When brokers submit a manuscripted policy, they don’t tell the underwriter what has been deleted, inserted or modified. Initially, it seemed like simple redlining was enough to solve these problems. If you go into the archives of RiskGenius ideation materials, you will see that the initial solution we were going to create was called ContractRedline (creative!). And we started building a redlining tool.
But redlining has been solved by basic software that’s available on the market. Adobe and Word have built-in redlining tools. If you simply need to redline then you should be good to go with a tool that is probably already installed on your computer.
However, there was a deeper layer to the problems faced by Commercial Property Underwriters.
Why Commercial Property Requires More than Simple Redlining
Simple redlining only gets you so far when you are reviewing a complex commercial insurance policy. An underwriter can see what has been changed, deleted or inserted. But the underwriter still has to read the darn policy and determine if the clauses that exist are good or bad.

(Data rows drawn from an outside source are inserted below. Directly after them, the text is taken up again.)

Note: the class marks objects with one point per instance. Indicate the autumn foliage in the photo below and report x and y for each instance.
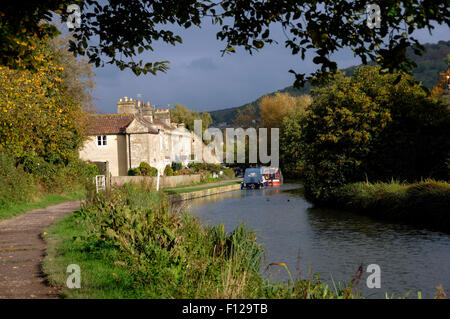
(374, 127)
(38, 117)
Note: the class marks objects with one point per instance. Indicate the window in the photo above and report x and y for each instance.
(101, 140)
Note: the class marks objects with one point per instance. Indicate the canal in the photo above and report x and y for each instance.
(332, 243)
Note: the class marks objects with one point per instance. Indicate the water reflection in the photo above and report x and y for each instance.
(332, 243)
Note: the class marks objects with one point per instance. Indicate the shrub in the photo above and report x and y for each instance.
(146, 170)
(134, 171)
(176, 166)
(372, 126)
(168, 171)
(15, 184)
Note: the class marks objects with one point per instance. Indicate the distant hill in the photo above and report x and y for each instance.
(428, 67)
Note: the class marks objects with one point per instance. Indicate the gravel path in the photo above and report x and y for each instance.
(22, 251)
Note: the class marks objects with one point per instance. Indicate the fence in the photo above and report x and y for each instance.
(164, 181)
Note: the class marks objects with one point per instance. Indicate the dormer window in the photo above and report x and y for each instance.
(101, 140)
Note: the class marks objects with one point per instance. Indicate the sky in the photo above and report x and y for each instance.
(204, 80)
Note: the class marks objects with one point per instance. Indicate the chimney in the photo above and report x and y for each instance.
(163, 115)
(127, 106)
(147, 112)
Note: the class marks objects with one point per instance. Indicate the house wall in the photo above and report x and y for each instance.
(114, 152)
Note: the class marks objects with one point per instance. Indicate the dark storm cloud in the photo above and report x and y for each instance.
(202, 64)
(202, 79)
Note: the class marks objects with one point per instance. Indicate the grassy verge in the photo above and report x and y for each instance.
(128, 245)
(188, 190)
(425, 203)
(10, 211)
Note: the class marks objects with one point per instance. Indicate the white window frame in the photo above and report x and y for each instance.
(102, 140)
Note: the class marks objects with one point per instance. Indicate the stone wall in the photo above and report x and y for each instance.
(164, 181)
(115, 153)
(204, 192)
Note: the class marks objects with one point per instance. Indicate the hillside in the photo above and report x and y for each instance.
(428, 67)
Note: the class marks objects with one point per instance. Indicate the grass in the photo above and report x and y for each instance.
(13, 210)
(425, 203)
(188, 190)
(129, 245)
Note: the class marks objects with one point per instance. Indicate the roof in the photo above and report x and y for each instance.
(163, 125)
(108, 124)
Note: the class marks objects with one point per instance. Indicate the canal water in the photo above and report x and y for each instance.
(331, 243)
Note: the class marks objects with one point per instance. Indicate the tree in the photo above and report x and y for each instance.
(116, 31)
(78, 76)
(291, 145)
(41, 116)
(274, 109)
(372, 126)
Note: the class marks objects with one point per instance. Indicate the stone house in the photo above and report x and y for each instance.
(137, 134)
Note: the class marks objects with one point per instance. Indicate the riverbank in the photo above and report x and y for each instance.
(12, 210)
(186, 193)
(22, 250)
(129, 245)
(425, 203)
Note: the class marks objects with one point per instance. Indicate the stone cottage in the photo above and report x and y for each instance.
(137, 134)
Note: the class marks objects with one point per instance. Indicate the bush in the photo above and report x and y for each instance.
(16, 185)
(146, 170)
(176, 166)
(168, 171)
(425, 203)
(134, 171)
(372, 127)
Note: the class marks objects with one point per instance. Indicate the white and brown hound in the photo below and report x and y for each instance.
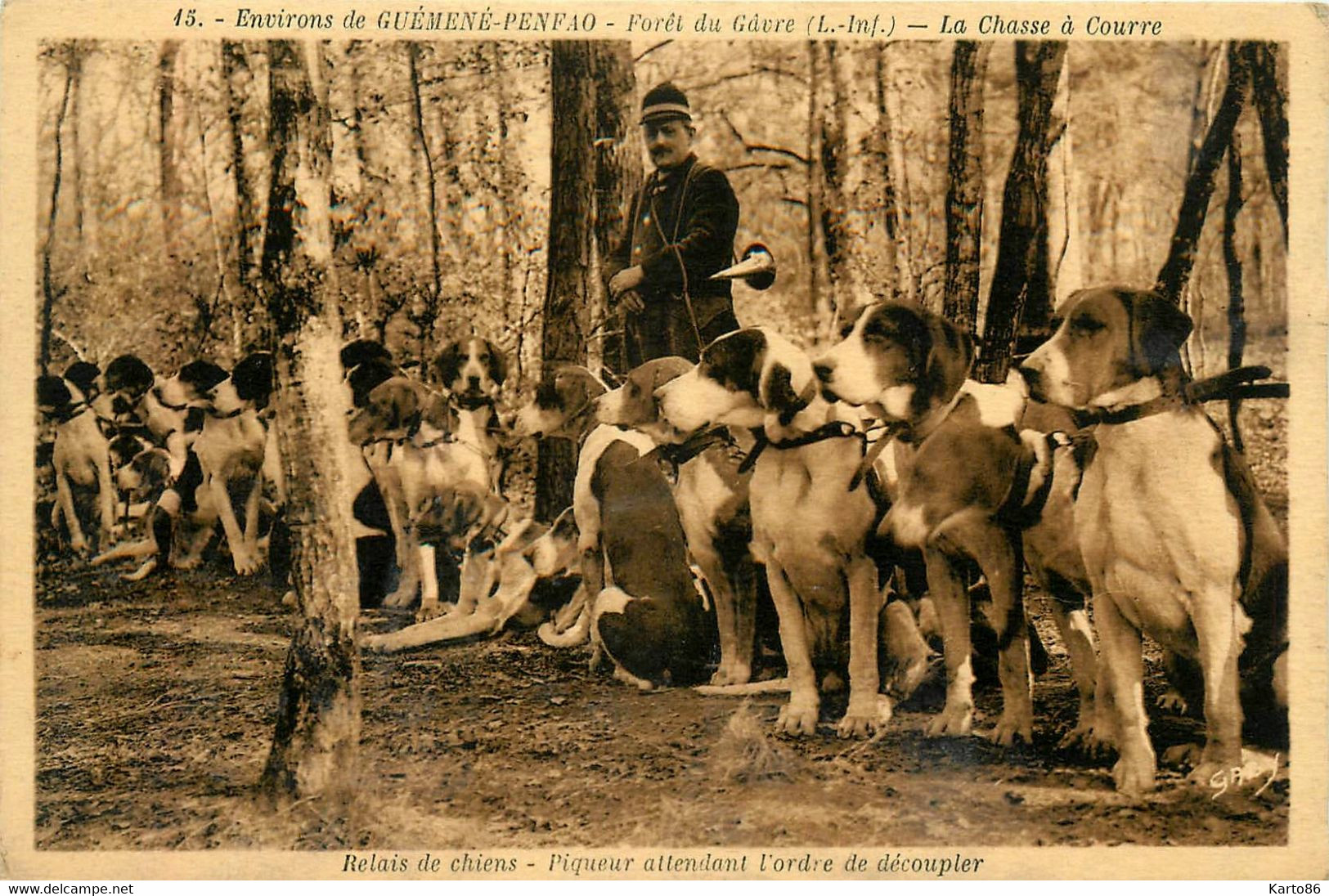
(1176, 541)
(965, 483)
(640, 604)
(712, 495)
(474, 371)
(80, 458)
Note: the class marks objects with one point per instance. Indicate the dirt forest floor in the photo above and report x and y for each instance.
(155, 707)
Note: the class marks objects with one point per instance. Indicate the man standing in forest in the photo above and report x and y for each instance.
(682, 231)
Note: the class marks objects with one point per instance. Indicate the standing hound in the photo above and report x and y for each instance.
(712, 495)
(420, 463)
(474, 371)
(237, 444)
(963, 495)
(501, 583)
(227, 441)
(638, 600)
(378, 533)
(811, 513)
(1176, 541)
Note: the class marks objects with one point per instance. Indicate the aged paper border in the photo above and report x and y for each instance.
(1304, 27)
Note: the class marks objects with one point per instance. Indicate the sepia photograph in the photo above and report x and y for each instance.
(699, 444)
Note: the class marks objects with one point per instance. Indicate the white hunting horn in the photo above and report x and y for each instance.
(757, 267)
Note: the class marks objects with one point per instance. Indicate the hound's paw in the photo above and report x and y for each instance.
(1173, 701)
(1086, 739)
(952, 721)
(734, 674)
(1133, 778)
(1184, 755)
(433, 611)
(861, 722)
(909, 675)
(797, 719)
(142, 572)
(1010, 726)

Insurance organizations have attempted to help underwriters determine what is good or bad by creating policy review checklists. Imagine a Microsoft Word or Excel document that lists rules to follow when you review an insurance policy. An underwriter uses this checklist to review the policy.
If I was a commercial property underwriter (maybe I was in a former life?), I would probably put the checklist up on one screen and the manuscripted policy on a second screen. Then I would read each clause of the policy. When I came across a new clause, I would determine whether there was a rule pertaining to that clause. Then I would fill out the checklist accordingly. And, if changes to the policy are necessary, I would then either edit the document, or, more likely (because it is a PDF), add comments.
That's a time consuming and inefficient process.
Imagine you are reading through the Perils Excluded section of a commercial policy that includes the following exclusion: “War or other violent events.” The underwriter then looks to his checklist and says to himself “Okay, my checklist says I must have an exclusion for war. I just read a sentence in this policy that sure sounds like a war exclusion. I’m good to go.” Then the underwriter checks off “War Exclusion” and moves on with his life that, unfortunately, involves continuing this policy review (I kid, sort of).
Another example: Imagine you have a rule in your checklist that states “Mandatory clause: Cyber Exclusion”. The underwriter is supposed to read through the policy and find a cyber exclusion. If the cyber exclusion is found, then check goes the box. If the underwriter doesn’t find it, the underwriter raises an underwriting red flag, usually via email to some higher up. And so on and so forth until the policy is reviewed and the checklist is complete.
(As a quick aside, stop and think about what happens to that checklist after the review is completed. Nothing. The poor checklist sits quietly, sadly, in an electronic folder. It only sees the light of day if something bad happens, like a claim, and someone needs to be blamed. Imagine what you could do with that data, particularly if the checklist items were tied to actual clause language. More on that later.)